PONCA STATE PARK
PONCA STATE PARK
PO Box 688
Ponca, Nebraska 68770-0688
Situated astride the picturesque Missouri River bluffs in northeastern Nebraska, Ponca State Park is at the eastern gateway of the Missouri National Recreational River, a 59-mile section featuring the only unchannelized section of the river bordering Nebraska.
Designated under the Scenic River Act in 1978, this section of river gives visitors a glimpse of how the untamed river looked before modern man changed it forever.
The park is two miles from the town of Ponca. Both the park and the town are named for the proud Native American tribe that once inhabited the area. It was the famed Ponca Chief Standing Bear who fought and won the court battle to have the Indian declared a "person" under American law. His achievement won him a place not only in history but also the Nebraska Hall of Fame.
Here, too, Lewis and Clark passed through during their epic journey up the Missouri.The National Park Service has designated Ponca State Park as part of the Lewis and Clark Historical Trail.
Ponca State Park encompasses nearly 1,400 acres of heavily forested rolling hills and Missouri River bottomland. The superbly scenic area offers park visitors all the amenities of a modern state park. Established in 1934, the first 200 acres were donated by local citizens, sponsored by the Ponca American Legion Post.
The dense woodlands offer a haven for many types of woodland wildlife.
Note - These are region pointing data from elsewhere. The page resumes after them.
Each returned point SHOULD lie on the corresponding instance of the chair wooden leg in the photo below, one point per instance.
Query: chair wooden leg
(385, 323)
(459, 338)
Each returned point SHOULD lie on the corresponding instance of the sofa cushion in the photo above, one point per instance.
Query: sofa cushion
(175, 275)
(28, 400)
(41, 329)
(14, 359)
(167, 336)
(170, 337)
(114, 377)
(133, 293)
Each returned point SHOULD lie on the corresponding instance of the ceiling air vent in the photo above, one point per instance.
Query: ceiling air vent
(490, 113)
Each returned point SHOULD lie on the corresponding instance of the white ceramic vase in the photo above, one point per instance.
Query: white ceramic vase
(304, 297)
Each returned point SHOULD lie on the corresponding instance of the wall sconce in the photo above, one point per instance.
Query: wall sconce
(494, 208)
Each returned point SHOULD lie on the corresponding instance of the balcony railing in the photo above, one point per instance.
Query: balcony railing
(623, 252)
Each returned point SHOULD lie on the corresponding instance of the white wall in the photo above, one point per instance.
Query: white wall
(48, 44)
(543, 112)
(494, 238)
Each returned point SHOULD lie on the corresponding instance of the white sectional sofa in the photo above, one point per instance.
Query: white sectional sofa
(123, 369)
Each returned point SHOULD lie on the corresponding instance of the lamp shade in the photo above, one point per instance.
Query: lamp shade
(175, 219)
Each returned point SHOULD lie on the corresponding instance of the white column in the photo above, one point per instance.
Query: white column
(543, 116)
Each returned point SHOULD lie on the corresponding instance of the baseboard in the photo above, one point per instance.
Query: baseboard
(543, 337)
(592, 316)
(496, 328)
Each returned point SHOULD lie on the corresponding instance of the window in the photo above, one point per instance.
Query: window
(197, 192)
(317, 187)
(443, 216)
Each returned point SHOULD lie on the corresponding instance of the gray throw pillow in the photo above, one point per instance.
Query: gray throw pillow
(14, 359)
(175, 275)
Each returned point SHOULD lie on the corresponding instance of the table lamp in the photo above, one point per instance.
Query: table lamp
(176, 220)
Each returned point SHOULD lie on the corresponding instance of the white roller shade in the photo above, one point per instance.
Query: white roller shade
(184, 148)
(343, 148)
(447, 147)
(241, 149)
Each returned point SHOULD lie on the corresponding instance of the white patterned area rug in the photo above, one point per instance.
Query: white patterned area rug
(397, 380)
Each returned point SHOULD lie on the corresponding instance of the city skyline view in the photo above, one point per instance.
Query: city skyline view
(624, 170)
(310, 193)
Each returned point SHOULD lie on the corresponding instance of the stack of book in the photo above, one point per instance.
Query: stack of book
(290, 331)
During the day, white-tailed deer and wild turkeys often are seen throughout the area. Toward evening, the howls of coyotes and "who-who-are-you" of the barred owl echo through the hills. Red foxes, gray foxes (an uncommon relative of the red fox), bobcats, raccoons, opossums and other small mammals also occasionally are seen by visitors.
In spring, the woodlands come alive with sounds and sights of migrant and resident songbirds. During peak migration (late April and early May), the park attracts both amateur and experienced bird watchers. Warblers, scarlet tanagers, northern orioles, red-breasted grosbeaks, indigo buntings, and ruby-throated hummingbirds are just a few of the highlights.
The woodlands and prairie ridgetops burst into bloom from late April to early June. Among the most common woodland flowers are Dutchman's breeches, bloodroot, Canada violet, blue phlox, columbine, waterleaf and white cicely. Prairie plants include yucca, shell-leaf penstemon, prairie larkspur, purple coneflowers, pasque flower and purple prairie clover. Native shrubs include gooseberry, wild plum, chokecherry, Eastern Wahoo, and buffaloberry.
Bur oaks are the predominant tree species at the park, but they are liberally interspersed with walnut, elm, basswood, Kentucky coffeetree and hackberry. Almost at the heart of the park is the "Old Oak Tree." In 1964, this ancient specimen was officially aged at 320 years old. It was a sapling 24 years before the Mayflower landed at Plymouth Rock.
On summer nights, the repetitious call of the whippoorwill and a chorus of tree frogs and crickets echo through the bluffs and canyons. Turkey vultures can be seen soaring overhead during warm summer days. In late June, snow-like showers of cotton from nearby cottonwood trees signify it is time to catch catfish in the nearby river.
In fall, the skies are filled with migrating ducks, geese and other birds. In winter, the park is home to bald eagles, often seen roosting, soaring and now nesting along the river. Winter is also a great time to view a variety of hardy songbirds at the park's bird feeders.
FACILITIES AND ACTIVITIES OVERVIEW
Full Hookup Sitesyes
Ponca State Park provides excellent camping. Paved electrical camp sites in two modern campgrounds with 30/50 amp electrical hookups. There are showers, picnic tables, fire pits, water spigots (not hookups); dump station, and playground. Modern facilities operate from April - October, weather permitting. Primitive camping is available year-round.
Ponca State Park has 14 modern, two-bedroom, air-conditioned housekeeping cabins. Each has two double beds, bedding, towels for four, bathroom with shower, kitchenette and large screened porch. Kitchenettes are furnished with a range, refrigerator, cooking utensils, dinette, dishes and tableware for six. Lodging is normally available from late May through September, but dates are subject to change. Reservations are accepted up to one year in advance for two or more nights and will be confirmed with a deposit for two nights lodging.
All campers must register. Reservations are accepted. Reservations are taken for 50% of the modern camping. Reservations are taken up to 1 year in advance of arrival day. Year to date reservations begin at 9 .m. CT, by phone, in person or over the Internet.
A boat ramp and 2 miles of river access offers boaters and anglers many opportunities to experience the Missouri National Recreational River. Anglers commonly catch catfish, sauger, walleye, drum, and other river species. The park also has Youth Fishing Programs twice a week and a Fishing Tackle Loaner Program.